It seems unlikely that the gender discrimination that exists in the professional scientific community is indigenous to that community. Given that academic life often immediately precedes professional life, it is worth considering the possibility that this discrimination has its roots in prior educational experiences. The act of encouraging (or not encouraging) children has an incalculable effect not only on their achievement but what they study later in life; it needs to be made explicit to children of both genders that they can pursue careers in science if they so choose. In high school, females take fewer higher-level math and science courses and score lower on standardized tests than males. Granted, this gap has narrowed considerably over time, but it is still wide enough to be concerning.

If it is the case that this gender discrimination begins in college, then college is where it has to be stopped. The College of William and Mary should survey its male and female students majoring in STEM subjects to gauge sentiment. The women could be asked if they have ever felt that the College or academic life has discouraged their STEM pursuits, and the men could be asked how they treat their female counterparts. If the results are concerning, the College could, and should, take action to address the issue. The College should organize science programs that appeal to women. Additionally, professors, advisors and parents must not discourage their female students if they want to study STEM subjects.

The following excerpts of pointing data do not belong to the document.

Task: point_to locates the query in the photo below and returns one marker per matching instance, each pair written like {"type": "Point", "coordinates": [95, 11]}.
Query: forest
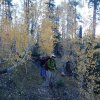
{"type": "Point", "coordinates": [33, 32]}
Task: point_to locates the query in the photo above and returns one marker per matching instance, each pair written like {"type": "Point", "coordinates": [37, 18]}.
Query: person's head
{"type": "Point", "coordinates": [53, 56]}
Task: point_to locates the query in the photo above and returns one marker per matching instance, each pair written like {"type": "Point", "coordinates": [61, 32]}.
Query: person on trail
{"type": "Point", "coordinates": [68, 68]}
{"type": "Point", "coordinates": [51, 67]}
{"type": "Point", "coordinates": [43, 60]}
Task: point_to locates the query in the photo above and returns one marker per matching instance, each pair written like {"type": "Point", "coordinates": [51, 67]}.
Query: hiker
{"type": "Point", "coordinates": [43, 60]}
{"type": "Point", "coordinates": [50, 71]}
{"type": "Point", "coordinates": [68, 68]}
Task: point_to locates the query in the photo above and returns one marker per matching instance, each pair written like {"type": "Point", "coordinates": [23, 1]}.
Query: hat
{"type": "Point", "coordinates": [53, 55]}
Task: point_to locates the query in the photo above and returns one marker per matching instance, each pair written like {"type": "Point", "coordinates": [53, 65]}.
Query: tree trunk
{"type": "Point", "coordinates": [94, 21]}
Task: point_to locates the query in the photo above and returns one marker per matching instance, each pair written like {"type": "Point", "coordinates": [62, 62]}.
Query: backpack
{"type": "Point", "coordinates": [51, 64]}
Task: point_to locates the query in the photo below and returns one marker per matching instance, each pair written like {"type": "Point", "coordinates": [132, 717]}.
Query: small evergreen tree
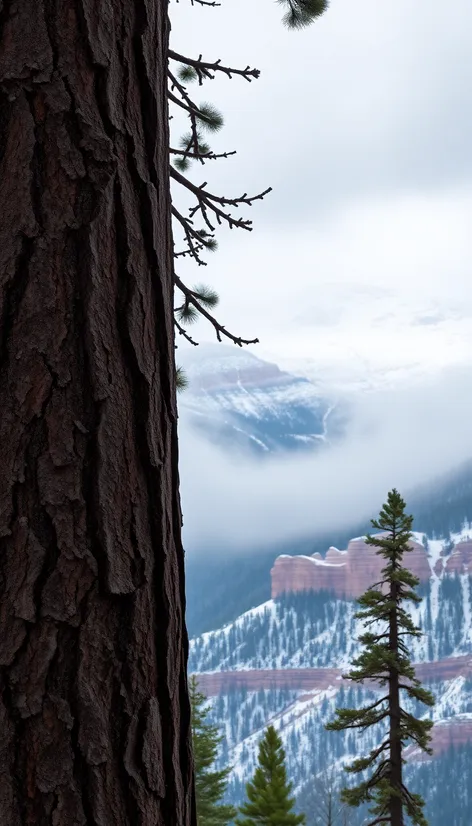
{"type": "Point", "coordinates": [386, 660]}
{"type": "Point", "coordinates": [210, 784]}
{"type": "Point", "coordinates": [268, 794]}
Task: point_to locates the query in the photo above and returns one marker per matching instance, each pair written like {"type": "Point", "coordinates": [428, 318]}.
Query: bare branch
{"type": "Point", "coordinates": [205, 156]}
{"type": "Point", "coordinates": [207, 70]}
{"type": "Point", "coordinates": [192, 298]}
{"type": "Point", "coordinates": [206, 200]}
{"type": "Point", "coordinates": [183, 332]}
{"type": "Point", "coordinates": [191, 236]}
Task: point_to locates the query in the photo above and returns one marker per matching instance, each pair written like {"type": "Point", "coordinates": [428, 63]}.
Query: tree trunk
{"type": "Point", "coordinates": [94, 712]}
{"type": "Point", "coordinates": [396, 770]}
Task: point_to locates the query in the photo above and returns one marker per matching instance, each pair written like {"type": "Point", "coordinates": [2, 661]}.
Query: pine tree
{"type": "Point", "coordinates": [269, 802]}
{"type": "Point", "coordinates": [386, 660]}
{"type": "Point", "coordinates": [210, 784]}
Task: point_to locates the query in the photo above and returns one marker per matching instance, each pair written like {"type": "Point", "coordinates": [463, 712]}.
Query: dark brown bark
{"type": "Point", "coordinates": [94, 714]}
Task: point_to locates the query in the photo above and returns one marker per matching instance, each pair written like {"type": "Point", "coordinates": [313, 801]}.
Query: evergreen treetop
{"type": "Point", "coordinates": [385, 660]}
{"type": "Point", "coordinates": [268, 794]}
{"type": "Point", "coordinates": [210, 784]}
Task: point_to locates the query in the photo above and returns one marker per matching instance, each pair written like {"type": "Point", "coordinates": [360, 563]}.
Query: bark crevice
{"type": "Point", "coordinates": [93, 648]}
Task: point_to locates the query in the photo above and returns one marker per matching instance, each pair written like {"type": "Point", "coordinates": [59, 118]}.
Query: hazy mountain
{"type": "Point", "coordinates": [243, 402]}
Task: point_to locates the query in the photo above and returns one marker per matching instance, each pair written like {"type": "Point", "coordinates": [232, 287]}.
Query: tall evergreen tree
{"type": "Point", "coordinates": [94, 709]}
{"type": "Point", "coordinates": [268, 794]}
{"type": "Point", "coordinates": [386, 660]}
{"type": "Point", "coordinates": [210, 784]}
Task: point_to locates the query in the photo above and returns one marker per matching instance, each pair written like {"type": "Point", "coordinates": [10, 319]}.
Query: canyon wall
{"type": "Point", "coordinates": [349, 573]}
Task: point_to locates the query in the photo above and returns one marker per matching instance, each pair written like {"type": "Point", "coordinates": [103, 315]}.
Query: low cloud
{"type": "Point", "coordinates": [396, 439]}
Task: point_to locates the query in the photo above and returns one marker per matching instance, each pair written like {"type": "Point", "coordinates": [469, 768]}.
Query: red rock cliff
{"type": "Point", "coordinates": [347, 573]}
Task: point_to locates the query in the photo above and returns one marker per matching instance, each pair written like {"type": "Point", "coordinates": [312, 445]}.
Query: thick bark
{"type": "Point", "coordinates": [94, 714]}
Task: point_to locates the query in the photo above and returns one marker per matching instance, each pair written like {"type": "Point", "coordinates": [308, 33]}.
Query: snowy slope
{"type": "Point", "coordinates": [300, 631]}
{"type": "Point", "coordinates": [240, 400]}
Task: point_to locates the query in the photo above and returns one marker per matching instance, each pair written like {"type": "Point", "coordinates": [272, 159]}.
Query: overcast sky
{"type": "Point", "coordinates": [360, 259]}
{"type": "Point", "coordinates": [362, 124]}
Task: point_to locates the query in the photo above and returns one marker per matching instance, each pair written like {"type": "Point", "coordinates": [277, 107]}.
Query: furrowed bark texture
{"type": "Point", "coordinates": [94, 715]}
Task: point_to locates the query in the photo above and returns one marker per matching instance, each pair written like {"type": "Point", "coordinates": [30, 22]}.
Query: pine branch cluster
{"type": "Point", "coordinates": [210, 210]}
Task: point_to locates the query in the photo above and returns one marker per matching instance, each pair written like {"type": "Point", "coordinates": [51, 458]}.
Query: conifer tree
{"type": "Point", "coordinates": [386, 660]}
{"type": "Point", "coordinates": [210, 784]}
{"type": "Point", "coordinates": [268, 794]}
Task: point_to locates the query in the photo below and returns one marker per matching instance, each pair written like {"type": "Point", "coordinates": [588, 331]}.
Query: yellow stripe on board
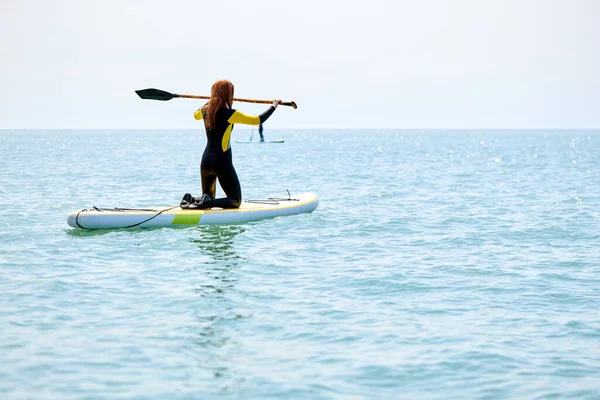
{"type": "Point", "coordinates": [186, 219]}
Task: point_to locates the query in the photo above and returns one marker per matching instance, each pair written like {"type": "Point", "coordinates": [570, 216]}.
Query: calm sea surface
{"type": "Point", "coordinates": [446, 264]}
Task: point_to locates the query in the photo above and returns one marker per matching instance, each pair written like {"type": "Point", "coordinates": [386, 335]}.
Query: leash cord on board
{"type": "Point", "coordinates": [273, 200]}
{"type": "Point", "coordinates": [125, 209]}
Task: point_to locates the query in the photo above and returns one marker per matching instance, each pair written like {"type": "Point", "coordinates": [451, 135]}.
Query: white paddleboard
{"type": "Point", "coordinates": [150, 217]}
{"type": "Point", "coordinates": [256, 141]}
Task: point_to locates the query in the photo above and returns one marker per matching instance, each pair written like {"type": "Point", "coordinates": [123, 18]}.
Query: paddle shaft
{"type": "Point", "coordinates": [192, 96]}
{"type": "Point", "coordinates": [157, 94]}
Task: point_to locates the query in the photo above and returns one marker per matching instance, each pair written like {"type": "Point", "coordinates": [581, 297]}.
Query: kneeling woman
{"type": "Point", "coordinates": [217, 162]}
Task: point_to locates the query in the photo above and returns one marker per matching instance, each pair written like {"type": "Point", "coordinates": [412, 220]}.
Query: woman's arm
{"type": "Point", "coordinates": [239, 117]}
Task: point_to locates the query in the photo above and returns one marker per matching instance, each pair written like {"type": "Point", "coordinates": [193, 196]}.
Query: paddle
{"type": "Point", "coordinates": [156, 94]}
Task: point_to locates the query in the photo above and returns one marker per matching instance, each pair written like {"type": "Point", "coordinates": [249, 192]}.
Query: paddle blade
{"type": "Point", "coordinates": [155, 94]}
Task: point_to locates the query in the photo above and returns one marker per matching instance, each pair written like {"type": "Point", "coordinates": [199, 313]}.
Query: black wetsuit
{"type": "Point", "coordinates": [217, 161]}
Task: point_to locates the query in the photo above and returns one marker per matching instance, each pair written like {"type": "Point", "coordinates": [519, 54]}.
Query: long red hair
{"type": "Point", "coordinates": [221, 95]}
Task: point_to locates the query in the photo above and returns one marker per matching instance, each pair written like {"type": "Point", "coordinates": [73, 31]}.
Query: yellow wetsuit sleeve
{"type": "Point", "coordinates": [240, 118]}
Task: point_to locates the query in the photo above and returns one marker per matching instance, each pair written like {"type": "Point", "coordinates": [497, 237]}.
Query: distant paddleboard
{"type": "Point", "coordinates": [256, 141]}
{"type": "Point", "coordinates": [151, 217]}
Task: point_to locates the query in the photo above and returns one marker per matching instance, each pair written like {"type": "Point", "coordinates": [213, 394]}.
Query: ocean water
{"type": "Point", "coordinates": [439, 264]}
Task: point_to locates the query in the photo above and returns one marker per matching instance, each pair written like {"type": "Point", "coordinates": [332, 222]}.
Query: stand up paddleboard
{"type": "Point", "coordinates": [256, 141]}
{"type": "Point", "coordinates": [250, 210]}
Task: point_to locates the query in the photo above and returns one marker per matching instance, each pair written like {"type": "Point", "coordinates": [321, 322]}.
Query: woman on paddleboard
{"type": "Point", "coordinates": [217, 163]}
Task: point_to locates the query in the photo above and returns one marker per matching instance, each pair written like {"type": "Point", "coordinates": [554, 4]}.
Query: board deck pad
{"type": "Point", "coordinates": [150, 217]}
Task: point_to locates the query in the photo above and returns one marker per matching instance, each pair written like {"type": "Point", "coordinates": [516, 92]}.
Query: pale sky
{"type": "Point", "coordinates": [418, 64]}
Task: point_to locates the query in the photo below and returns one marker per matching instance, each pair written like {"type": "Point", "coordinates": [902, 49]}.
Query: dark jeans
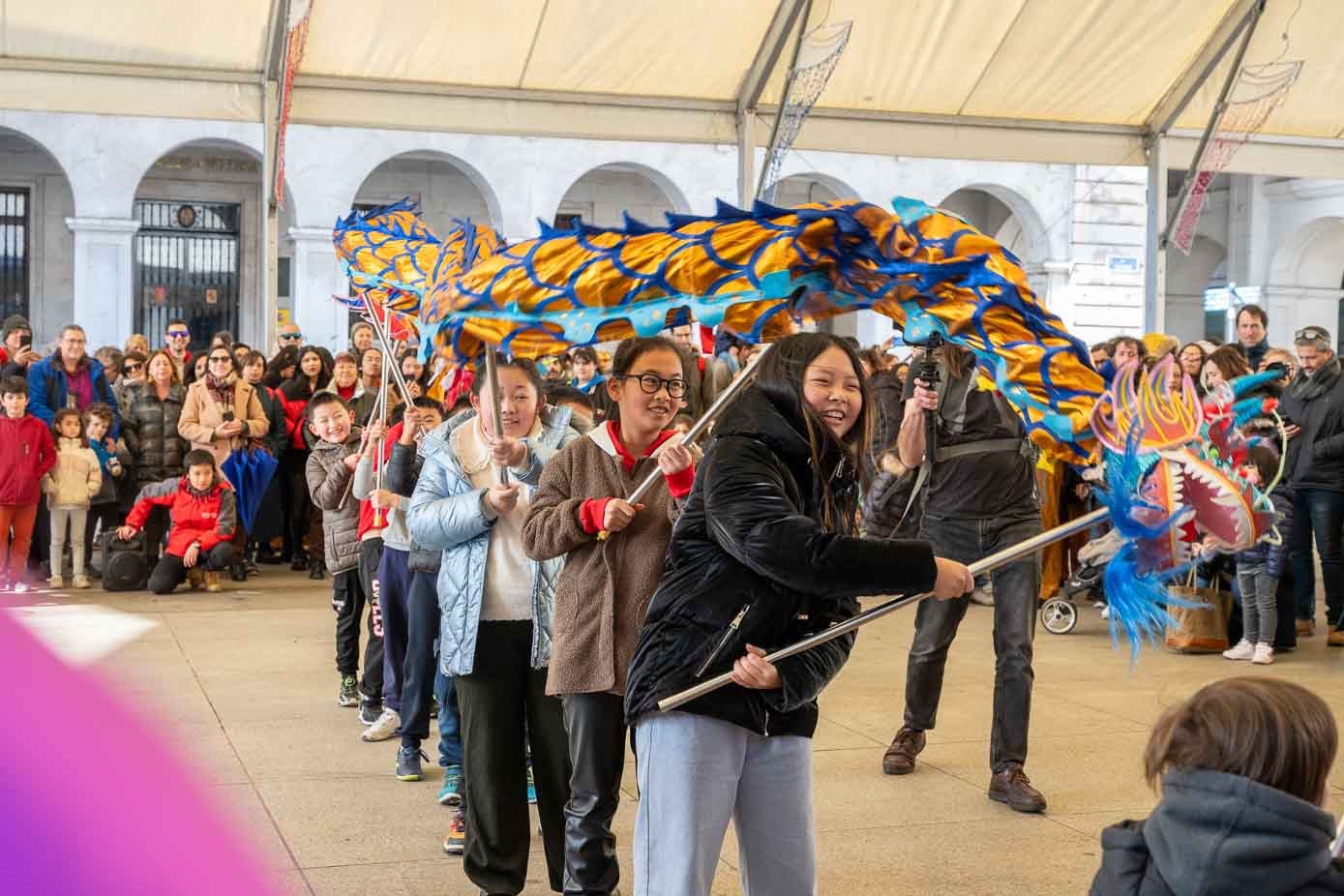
{"type": "Point", "coordinates": [348, 601]}
{"type": "Point", "coordinates": [394, 584]}
{"type": "Point", "coordinates": [449, 720]}
{"type": "Point", "coordinates": [1016, 597]}
{"type": "Point", "coordinates": [418, 672]}
{"type": "Point", "coordinates": [501, 696]}
{"type": "Point", "coordinates": [596, 727]}
{"type": "Point", "coordinates": [169, 571]}
{"type": "Point", "coordinates": [1320, 512]}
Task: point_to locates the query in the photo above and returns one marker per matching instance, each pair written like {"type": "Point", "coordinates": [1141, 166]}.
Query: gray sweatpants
{"type": "Point", "coordinates": [695, 774]}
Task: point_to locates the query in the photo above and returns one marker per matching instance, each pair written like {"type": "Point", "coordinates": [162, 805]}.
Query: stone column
{"type": "Point", "coordinates": [104, 276]}
{"type": "Point", "coordinates": [317, 276]}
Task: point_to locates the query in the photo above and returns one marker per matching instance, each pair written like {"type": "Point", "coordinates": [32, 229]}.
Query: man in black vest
{"type": "Point", "coordinates": [978, 492]}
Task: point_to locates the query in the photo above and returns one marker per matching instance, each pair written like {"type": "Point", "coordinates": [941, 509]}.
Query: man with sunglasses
{"type": "Point", "coordinates": [1313, 407]}
{"type": "Point", "coordinates": [176, 342]}
{"type": "Point", "coordinates": [289, 335]}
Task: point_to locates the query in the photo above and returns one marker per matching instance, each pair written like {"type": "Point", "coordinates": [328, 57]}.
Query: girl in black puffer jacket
{"type": "Point", "coordinates": [762, 555]}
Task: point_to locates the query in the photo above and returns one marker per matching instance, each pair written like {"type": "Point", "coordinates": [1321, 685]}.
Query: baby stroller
{"type": "Point", "coordinates": [1060, 614]}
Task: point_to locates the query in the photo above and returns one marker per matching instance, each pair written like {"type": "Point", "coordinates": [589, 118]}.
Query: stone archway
{"type": "Point", "coordinates": [37, 248]}
{"type": "Point", "coordinates": [602, 194]}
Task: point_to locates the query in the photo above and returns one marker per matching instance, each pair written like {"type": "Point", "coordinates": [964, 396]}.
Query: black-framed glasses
{"type": "Point", "coordinates": [650, 383]}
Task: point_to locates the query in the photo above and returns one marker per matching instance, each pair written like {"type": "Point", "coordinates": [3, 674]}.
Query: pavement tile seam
{"type": "Point", "coordinates": [252, 784]}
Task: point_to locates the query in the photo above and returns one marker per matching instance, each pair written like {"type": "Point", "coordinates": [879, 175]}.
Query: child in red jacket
{"type": "Point", "coordinates": [27, 453]}
{"type": "Point", "coordinates": [203, 515]}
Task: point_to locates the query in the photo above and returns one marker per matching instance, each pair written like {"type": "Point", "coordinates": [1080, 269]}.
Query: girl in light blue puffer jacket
{"type": "Point", "coordinates": [494, 634]}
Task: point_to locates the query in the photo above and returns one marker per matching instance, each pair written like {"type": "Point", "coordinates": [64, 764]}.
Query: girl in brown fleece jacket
{"type": "Point", "coordinates": [607, 584]}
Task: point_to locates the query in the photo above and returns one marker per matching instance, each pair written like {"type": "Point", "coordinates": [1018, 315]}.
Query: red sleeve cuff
{"type": "Point", "coordinates": [591, 514]}
{"type": "Point", "coordinates": [680, 483]}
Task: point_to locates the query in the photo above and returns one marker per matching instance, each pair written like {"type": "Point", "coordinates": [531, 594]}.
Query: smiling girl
{"type": "Point", "coordinates": [763, 553]}
{"type": "Point", "coordinates": [607, 585]}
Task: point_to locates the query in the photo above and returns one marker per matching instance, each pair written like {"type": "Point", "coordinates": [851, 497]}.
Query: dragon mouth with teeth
{"type": "Point", "coordinates": [1157, 412]}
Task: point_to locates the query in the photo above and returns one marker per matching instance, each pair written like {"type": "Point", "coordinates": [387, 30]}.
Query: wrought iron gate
{"type": "Point", "coordinates": [187, 267]}
{"type": "Point", "coordinates": [15, 228]}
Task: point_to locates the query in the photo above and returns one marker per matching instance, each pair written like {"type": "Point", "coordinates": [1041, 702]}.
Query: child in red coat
{"type": "Point", "coordinates": [203, 515]}
{"type": "Point", "coordinates": [27, 453]}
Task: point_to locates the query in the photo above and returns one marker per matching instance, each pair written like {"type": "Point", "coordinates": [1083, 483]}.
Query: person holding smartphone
{"type": "Point", "coordinates": [16, 335]}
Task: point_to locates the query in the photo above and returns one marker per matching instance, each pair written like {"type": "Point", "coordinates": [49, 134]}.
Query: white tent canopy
{"type": "Point", "coordinates": [1066, 80]}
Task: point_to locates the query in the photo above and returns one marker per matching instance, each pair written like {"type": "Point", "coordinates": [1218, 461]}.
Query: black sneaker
{"type": "Point", "coordinates": [370, 711]}
{"type": "Point", "coordinates": [408, 763]}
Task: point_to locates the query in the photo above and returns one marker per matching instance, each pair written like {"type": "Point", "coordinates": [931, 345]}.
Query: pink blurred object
{"type": "Point", "coordinates": [94, 801]}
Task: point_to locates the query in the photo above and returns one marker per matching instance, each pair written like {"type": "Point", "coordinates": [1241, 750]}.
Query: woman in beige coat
{"type": "Point", "coordinates": [221, 414]}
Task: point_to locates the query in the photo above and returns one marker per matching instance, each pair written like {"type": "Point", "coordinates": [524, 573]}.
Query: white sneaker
{"type": "Point", "coordinates": [384, 729]}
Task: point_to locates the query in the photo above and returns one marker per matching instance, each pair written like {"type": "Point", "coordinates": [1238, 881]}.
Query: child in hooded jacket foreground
{"type": "Point", "coordinates": [762, 555]}
{"type": "Point", "coordinates": [1243, 767]}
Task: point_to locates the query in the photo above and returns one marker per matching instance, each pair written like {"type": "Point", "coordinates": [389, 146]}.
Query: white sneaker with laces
{"type": "Point", "coordinates": [384, 729]}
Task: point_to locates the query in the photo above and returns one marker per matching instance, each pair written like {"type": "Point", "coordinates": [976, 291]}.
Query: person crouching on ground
{"type": "Point", "coordinates": [202, 522]}
{"type": "Point", "coordinates": [607, 585]}
{"type": "Point", "coordinates": [763, 553]}
{"type": "Point", "coordinates": [329, 469]}
{"type": "Point", "coordinates": [494, 636]}
{"type": "Point", "coordinates": [1243, 767]}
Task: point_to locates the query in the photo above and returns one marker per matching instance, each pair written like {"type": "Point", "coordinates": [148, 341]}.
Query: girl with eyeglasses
{"type": "Point", "coordinates": [607, 584]}
{"type": "Point", "coordinates": [765, 553]}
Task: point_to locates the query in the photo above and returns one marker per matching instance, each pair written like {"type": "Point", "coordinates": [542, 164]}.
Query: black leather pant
{"type": "Point", "coordinates": [596, 727]}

In order to combat gender inequality in STEM fields, we must first recognize that it exists. Once we do that, we need to start building a community that neither implicitly nor explicitly endorses the notion that only males can succeed in STEM. As Eileen Pollack aptly alludes to in her recent article in the New York Times Magazine, this means dumping the “Big Bang Theory” Sheldon-Penny dynamic in favor of a more complex, truthful one. The STEM gender gap is not a deficiency of female talent and ability, but unexploited potential.